In Simpson et al (2015), penalized complexity priors are proposed. This requires that we specify a scaling for the SDs of the random effects. We use the SD of the residuals of the fixed effects only model (what might be called the base model in the paper) to provide this scaling.
sdres <- sd(reeds$nitrogen)
pcprior <- list(prec = list(prior="pc.prec", param = c(3*sdres,0.01)))
formula <- nitrogen ~ f(site, model="iid", hyper = pcprior)
imod <- inla(formula, family="gaussian", data=reeds)
Fixed effects
imod$summary.fixed
mean sd 0.025quant 0.5quant 0.975quant mode kld
(Intercept) 3.0293 0.30497 2.404 3.0293 3.655 3.0293 0.00025399
random effects
bri.hyperpar.summary(imod)
mean sd q0.025 q0.5 q0.975 mode
SD for the Gaussian observations 0.28651 0.055529 0.19794 0.27906 0.41494 0.26358
SD for site 0.46599 0.219838 0.18247 0.41706 1.02813 0.33867
which can be plotted as:
bri.hyperpar.plot(imod)
This results in a larger posterior for the site SD. Hence the PC prior is putting more weight on larger SDs.
We can plot the random effect posterior densities for the three sites:
reff <- imod$marginals.random
x <- seq(-1.5,1.5,len=100)
d1 <- inla.dmarginal(x, reff$site[[1]])
d2 <- inla.dmarginal(x, reff$site[[2]])
d3 <- inla.dmarginal(x, reff$site[[3]])
rdf <- data.frame(bright=c(x,x,x),density=c(d1,d2,d3),site=gl(3,100,labels=LETTERS[1:3]))
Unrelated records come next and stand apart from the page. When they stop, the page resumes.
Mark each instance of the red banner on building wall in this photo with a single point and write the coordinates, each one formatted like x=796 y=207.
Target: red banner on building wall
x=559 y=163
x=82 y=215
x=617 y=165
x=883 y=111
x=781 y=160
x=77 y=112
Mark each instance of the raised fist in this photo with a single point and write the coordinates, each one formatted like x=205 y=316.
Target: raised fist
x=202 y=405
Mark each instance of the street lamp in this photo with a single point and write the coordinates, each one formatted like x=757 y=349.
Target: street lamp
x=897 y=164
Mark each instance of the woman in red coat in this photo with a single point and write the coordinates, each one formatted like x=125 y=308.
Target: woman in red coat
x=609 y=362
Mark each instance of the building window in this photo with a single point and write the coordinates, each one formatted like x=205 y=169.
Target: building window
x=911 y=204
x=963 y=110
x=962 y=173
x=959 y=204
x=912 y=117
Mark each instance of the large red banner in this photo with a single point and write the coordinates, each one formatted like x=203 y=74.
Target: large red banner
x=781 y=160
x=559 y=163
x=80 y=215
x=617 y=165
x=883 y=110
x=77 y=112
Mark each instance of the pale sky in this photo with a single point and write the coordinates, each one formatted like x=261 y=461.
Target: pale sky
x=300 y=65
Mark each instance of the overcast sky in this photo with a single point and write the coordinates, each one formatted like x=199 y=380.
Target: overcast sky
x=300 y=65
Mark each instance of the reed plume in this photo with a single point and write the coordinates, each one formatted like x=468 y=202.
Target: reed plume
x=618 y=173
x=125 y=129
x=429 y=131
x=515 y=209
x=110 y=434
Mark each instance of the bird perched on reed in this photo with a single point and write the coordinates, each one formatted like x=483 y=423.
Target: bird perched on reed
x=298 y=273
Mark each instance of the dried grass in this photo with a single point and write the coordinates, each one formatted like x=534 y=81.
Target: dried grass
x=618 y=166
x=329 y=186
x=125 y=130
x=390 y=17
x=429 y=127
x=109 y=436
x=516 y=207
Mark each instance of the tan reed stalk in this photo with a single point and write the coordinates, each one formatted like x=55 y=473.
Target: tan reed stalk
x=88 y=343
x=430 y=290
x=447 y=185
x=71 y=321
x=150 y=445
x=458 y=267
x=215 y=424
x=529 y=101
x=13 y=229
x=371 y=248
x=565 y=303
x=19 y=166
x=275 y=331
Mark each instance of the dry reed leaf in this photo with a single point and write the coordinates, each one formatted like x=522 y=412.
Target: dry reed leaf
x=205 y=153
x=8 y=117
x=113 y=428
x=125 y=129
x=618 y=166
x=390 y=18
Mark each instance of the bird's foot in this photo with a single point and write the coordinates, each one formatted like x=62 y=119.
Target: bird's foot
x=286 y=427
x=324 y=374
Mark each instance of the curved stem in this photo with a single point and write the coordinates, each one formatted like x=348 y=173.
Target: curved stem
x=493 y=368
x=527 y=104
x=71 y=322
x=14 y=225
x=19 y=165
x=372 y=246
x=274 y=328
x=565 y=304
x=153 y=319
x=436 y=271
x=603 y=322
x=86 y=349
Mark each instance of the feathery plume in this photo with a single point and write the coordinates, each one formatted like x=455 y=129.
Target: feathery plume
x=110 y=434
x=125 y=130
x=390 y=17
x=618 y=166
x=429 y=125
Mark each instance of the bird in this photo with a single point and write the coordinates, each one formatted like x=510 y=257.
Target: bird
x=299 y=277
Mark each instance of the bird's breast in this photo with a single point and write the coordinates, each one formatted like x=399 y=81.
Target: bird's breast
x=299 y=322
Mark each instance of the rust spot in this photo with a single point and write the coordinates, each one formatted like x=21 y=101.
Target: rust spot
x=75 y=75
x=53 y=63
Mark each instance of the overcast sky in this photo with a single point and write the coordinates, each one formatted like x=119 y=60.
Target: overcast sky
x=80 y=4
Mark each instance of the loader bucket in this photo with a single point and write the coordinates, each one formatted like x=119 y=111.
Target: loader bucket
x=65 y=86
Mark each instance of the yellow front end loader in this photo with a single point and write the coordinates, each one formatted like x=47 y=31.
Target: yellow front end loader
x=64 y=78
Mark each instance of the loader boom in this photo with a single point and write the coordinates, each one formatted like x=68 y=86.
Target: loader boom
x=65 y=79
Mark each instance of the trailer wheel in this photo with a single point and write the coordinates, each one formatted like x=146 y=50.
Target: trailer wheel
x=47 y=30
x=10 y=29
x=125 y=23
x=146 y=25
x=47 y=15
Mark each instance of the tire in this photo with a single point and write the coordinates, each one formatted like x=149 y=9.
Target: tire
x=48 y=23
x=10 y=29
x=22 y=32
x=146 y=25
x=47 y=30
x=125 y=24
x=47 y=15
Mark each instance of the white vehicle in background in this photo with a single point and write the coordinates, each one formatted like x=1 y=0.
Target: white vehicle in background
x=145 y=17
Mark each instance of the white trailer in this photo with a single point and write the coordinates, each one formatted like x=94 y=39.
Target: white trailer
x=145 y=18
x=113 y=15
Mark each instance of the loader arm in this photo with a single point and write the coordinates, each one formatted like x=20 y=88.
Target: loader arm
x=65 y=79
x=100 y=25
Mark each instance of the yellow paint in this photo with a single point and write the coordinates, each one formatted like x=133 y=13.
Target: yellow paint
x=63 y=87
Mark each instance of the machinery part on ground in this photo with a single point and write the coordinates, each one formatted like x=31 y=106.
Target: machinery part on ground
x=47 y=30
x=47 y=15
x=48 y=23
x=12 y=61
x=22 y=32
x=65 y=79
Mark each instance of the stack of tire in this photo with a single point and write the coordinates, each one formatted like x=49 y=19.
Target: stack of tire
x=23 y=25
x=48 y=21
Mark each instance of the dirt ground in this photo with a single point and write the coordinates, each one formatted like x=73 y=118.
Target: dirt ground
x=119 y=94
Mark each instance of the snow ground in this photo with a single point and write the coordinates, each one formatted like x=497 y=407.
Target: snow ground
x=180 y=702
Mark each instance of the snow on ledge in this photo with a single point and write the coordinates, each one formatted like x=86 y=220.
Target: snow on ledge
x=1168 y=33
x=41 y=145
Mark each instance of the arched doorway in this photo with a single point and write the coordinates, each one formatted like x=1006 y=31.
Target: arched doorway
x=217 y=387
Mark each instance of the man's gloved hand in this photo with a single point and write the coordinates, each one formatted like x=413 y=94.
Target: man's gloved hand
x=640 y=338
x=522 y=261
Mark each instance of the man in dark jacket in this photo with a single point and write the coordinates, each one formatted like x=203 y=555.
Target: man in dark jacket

ggplot(rdf, aes(x=bright, y=density, color=site))+geom_line()
What is the probability that a sample from site B would exceed the nitrogen in a sample from site C? We can answer this question with a sample from the posterior:
imod <- inla(formula, family="gaussian", data=reeds, control.compute=list(config = TRUE))
psamp = inla.posterior.sample(n=1000, imod)
lvsamp = t(sapply(psamp, function(x) x$latent))
colnames(lvsamp) = make.names(row.names(psamp[[1]]$latent))
plot(site.2 ~ site.3, lvsamp)
mean(lvsamp[,'site.2'] > lvsamp[,'site.3'])
[1] 0
Although the site posteriors overlap in the figure, the positive correlation between the two variables means that the chance of B>C is negligible.